En préambule à la réunion, S. Ayada nous rappelle le calendrier d’élaboration des programmes :

  • - du 19 septembre 2018 au 10 octobre 2018 : consultations des associations et syndicats ;
  • - à partir du 10 octobre 2018, remise des projets de programmes au CSP par les GEPP missionnés (82 programmes) ; les projets sont alors discutés et soumis au vote du CSP ;
  • - au fur et à mesure des votes, jusqu’au 5 novembre : diffusion des projets de programmes sur le site du CSP
  • - du 5 au 20 novembre 2018 : mise en consultation par la DGESCO des projets de programmes, tous les enseignants sont invités à participer à cette consultation ;
  • - fin décembre : présentation des projets au Conseil supérieur de l’éducation (CSE) ;
  • - fin janvier 2019 : publication officielle des programmes de Seconde et 1ères Générales et Technologiques

En préambule, il est important de préciser que les informations données ci-dessous, en particulier sur les contenus de programmes, le sont en l’état au jour de la rencontre, c’est-à-dire, en cours de finition, et avant présentation au CSP. Lors de leur diffusion par le CSP, ces projets de programme présenteront peut-être quelques différences, suite aux échanges avec les différentes associations reçues et aux discussions du CSP lui-même.

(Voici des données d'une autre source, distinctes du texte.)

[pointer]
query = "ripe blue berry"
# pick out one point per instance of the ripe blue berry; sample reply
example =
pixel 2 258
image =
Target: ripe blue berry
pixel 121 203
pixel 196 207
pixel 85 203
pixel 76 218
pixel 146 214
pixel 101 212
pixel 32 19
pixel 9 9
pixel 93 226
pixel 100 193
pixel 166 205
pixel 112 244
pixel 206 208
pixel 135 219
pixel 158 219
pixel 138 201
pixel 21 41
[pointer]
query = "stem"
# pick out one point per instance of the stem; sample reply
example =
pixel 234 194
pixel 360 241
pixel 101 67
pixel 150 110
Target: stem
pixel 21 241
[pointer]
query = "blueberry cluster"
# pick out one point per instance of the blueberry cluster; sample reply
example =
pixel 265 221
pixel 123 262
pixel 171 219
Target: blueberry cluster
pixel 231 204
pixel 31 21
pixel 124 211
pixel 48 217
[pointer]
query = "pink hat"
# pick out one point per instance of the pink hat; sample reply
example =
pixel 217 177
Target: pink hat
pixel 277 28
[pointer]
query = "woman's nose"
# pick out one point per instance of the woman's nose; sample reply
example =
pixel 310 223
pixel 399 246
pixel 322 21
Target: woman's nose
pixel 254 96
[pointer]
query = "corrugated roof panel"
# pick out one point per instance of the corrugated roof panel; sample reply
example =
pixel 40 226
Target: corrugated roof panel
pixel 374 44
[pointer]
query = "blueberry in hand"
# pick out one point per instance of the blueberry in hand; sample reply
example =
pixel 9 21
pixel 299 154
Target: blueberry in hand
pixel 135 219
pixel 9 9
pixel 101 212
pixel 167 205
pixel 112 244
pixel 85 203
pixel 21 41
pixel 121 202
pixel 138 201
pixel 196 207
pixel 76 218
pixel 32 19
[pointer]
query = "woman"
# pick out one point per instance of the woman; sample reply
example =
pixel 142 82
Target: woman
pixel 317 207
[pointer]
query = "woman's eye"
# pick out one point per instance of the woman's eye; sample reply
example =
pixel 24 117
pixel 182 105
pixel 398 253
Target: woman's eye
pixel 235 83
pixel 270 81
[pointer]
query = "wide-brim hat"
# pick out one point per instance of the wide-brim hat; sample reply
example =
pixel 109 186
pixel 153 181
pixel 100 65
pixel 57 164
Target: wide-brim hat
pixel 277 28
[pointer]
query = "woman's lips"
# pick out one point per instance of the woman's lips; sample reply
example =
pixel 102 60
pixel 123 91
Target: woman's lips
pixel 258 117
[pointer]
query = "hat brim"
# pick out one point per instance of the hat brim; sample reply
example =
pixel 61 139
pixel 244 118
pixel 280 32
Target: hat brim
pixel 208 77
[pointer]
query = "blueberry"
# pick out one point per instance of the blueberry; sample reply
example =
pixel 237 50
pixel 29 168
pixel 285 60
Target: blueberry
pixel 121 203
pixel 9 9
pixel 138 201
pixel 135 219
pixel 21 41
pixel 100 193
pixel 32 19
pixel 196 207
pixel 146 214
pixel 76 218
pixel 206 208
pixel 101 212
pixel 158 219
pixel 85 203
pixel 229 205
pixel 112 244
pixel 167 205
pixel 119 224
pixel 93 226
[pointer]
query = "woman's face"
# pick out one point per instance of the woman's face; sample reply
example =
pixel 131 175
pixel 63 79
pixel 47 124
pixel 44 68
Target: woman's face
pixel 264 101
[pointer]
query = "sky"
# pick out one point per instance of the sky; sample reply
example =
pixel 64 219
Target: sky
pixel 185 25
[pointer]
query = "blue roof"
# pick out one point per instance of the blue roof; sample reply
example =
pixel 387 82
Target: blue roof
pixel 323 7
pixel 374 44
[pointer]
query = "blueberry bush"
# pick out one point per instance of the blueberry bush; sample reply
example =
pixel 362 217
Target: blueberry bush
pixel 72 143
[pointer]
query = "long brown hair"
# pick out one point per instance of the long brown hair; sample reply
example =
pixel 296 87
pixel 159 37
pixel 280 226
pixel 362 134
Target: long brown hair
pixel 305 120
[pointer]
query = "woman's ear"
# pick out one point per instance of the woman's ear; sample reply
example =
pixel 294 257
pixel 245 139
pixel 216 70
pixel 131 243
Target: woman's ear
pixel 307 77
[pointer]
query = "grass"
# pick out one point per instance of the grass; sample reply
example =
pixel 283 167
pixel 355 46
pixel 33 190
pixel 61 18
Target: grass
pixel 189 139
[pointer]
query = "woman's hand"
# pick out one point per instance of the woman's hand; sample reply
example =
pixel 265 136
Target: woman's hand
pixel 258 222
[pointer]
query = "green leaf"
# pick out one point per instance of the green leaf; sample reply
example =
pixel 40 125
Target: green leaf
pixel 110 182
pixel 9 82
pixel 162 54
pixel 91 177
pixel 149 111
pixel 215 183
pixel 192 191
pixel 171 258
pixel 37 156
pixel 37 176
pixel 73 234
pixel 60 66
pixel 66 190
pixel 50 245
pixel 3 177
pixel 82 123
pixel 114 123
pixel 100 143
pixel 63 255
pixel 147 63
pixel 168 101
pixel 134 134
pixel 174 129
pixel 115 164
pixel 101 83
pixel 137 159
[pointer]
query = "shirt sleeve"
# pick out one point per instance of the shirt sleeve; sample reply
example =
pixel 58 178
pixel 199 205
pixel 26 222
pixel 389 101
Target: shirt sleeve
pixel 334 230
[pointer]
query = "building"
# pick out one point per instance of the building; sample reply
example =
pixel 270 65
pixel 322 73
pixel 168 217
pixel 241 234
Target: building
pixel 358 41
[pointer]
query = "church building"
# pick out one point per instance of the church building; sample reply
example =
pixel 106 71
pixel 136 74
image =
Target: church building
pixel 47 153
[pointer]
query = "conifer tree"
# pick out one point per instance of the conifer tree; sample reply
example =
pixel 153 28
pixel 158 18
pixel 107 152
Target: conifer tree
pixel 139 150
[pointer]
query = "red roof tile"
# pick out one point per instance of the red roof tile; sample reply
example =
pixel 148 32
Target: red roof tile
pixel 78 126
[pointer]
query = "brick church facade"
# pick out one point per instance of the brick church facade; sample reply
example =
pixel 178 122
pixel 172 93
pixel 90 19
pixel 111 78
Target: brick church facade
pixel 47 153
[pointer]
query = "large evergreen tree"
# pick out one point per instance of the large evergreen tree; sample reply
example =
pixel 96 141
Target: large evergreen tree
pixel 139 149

D’autre part, signalons qu’une autre rencontre pour la filière technologique est prévue le mardi 9 octobre avec les pilotes du groupe en charge de ces programmes : nous avons d’ores et déjà l’assurance que les programmes seraient déclinés suivant les séries technologiques alors qu’il y a quelques mois il était question d’un programme commun en mathématiques pour toutes les séries technologiques pour les heures dites de « tronc commun ». Une étude rapide qui montre qu’à peine 10% des contenus sont communs en 1ère STD2A et STMG par exemple a convaincu le CSP de ne pas suivre cette voie, c’est une nouvelle rassurante.

Ce compte-rendu porte donc uniquement sur les projets de programmes de mathématiques de seconde et de 1ère générales.

L’écriture des programmes se fera sur le modèle de celui du collège : préambule, précisant clairement les intentions du programme, découpage en paragraphes et non en tableau. Un paragraphe par domaine, avec liste des capacités, des attendus et automatismes à acquérir, des démonstrations à faire, des exemples d’algorithmes, et des repères historiques.

À la question sur le lien avec les autres disciplines, il a été répondu que le groupe de mathématiques a été en lien avec les groupes de physique-chimie et d’économie.
Pour l’instant nous n’avons que peu d’information sur les articulations entre les programmes de mathématiques et de physique-chimie et de SES.

1. L’algorithmique et la programmation : l’esprit resterait le même que dans les programmes actuels, on fait en mathématiques de l’algorithmique en rapport avec les notions étudiées, pour résoudre des problèmes et il est rappelé qu’en mathématiques, nous enseignons l’algorithmique, pas la programmation. Le Python devrait être le langage conseillé (écrit spécifiquement dans les programmes sous réserve de conformité avec la loi).
À noter : il y aura des algorithmes identifiés dans le programme de 2de.
L’articulation avec le programme de « Sciences Numériques et Technologie » reste très floue.

2. Le programme de seconde

  • a. les grands principes généraux

Les mots clés : la démonstration, le calcul et les automatismes, en référence au rapport Villani-Torossian.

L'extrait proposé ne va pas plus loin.